Sunday, March 7, 2010

Cherry Bomb

That’s when a sport was a sport
And groovin’ was groovin’
And dancin’ meant everything
We were young and we were improvin’
Laughin’, laughin’ with our friends
Holdin’ hands meant somethin’, baby
Outside the club “Cherry Bomb”
Our hearts were really thumpin’
Say yeah yeah yeah
Say yeah yeah yeah

Mellencamp, John. “Cherry Bomb.” _The Lonesome Jubilee_. Mercury Records, 1987.


I used to hate this song. Hated it. God, it was on the radio all the time. I suppose my hatred had something to do with the time of its release: in 1987, I was 10 years old. Too young to understand what it meant, plus I couldn’t stand all of those country fiddle parts.

When I hear that song nowadays, my heart aches. Of course, it aches for what’s there on the surface - the loss of youth, of innocence. Dancing was everything. That was before things got complicated, in the world of relationships and everything else. I’ll tell you a secret, too. Until I looked up the lyrics for the purpose of posting this today, I thought he was saying “That’s when a smoke was a smoke” - you know, before the temptations of hard core drugs set in. (Not for me, of course. I just imagine John Cougar Mellencamp’s life to be so much more exciting than my own.)

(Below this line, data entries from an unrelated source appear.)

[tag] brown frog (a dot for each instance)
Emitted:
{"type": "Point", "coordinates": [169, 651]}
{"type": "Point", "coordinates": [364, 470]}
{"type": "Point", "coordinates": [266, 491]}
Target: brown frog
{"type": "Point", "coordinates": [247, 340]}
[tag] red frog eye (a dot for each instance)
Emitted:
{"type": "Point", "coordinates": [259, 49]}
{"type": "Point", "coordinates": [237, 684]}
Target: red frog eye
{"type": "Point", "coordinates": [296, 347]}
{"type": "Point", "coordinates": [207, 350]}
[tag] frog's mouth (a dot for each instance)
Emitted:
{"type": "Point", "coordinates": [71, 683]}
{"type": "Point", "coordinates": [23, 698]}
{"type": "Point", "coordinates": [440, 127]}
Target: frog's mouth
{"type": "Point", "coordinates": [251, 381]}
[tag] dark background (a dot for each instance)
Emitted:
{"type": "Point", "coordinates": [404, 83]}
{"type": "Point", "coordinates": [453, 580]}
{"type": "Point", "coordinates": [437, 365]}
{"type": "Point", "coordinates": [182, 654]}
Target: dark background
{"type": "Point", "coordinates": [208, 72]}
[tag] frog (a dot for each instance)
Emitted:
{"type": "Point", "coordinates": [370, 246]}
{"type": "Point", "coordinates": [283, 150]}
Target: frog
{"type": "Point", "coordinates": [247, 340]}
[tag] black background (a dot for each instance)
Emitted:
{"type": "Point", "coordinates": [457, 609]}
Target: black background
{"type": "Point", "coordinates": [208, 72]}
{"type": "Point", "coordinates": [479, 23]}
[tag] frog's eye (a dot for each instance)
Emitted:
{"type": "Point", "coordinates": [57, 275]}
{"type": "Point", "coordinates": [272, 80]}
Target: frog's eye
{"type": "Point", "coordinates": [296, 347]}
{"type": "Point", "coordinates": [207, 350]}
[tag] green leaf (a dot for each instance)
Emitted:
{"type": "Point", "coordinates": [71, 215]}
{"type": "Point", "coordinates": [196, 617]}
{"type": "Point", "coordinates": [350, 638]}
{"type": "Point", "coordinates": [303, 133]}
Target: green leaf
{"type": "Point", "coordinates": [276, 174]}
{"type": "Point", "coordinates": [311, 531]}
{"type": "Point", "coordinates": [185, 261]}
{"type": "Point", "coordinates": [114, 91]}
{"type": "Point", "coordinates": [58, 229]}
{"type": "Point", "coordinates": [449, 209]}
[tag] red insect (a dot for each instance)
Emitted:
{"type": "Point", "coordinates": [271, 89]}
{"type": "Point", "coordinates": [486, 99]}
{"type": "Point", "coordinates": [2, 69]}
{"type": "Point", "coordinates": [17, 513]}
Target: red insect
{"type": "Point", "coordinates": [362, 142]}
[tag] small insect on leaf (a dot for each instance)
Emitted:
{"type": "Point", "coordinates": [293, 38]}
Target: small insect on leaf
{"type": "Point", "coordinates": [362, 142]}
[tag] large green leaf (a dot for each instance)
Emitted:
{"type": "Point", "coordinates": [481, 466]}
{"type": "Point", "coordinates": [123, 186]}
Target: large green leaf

More than the Glory Days stuff on the outside, though, my heart aches for the simplicity that’s there in his small town. It’s funny, but now that fiddle is part of what I love about this song. It makes me think of my home in the South, sitting on the back porch with a couple of good friends, drinking margaritas in plastic to-go cups and laughing about something stupid. That wasn’t high school for me. High school has its own glory days stories for me, but the good life set in after I’d moved away from Michigan and settled into my own fit. It happened after dancing was no longer everything and smokes were - well, let’s say there was more than one option. But things were simpler then. Slower, and easier to take.

I crave that simplicity every day now, as I sit in traffic for the hours to and from my job, as I worry over what Fun I should take in this weekend, as I feel so far away from the true connections in my life. Part of me wishes I’d learned to love this song a lot earlier. And then another part says: that’s what this time is for.

[I know, I kinda just jumped right in there. The blank page was killing me. I figure we can get to know each other over time, rather than giving you the whole back story at the beginning. Does that work for you?]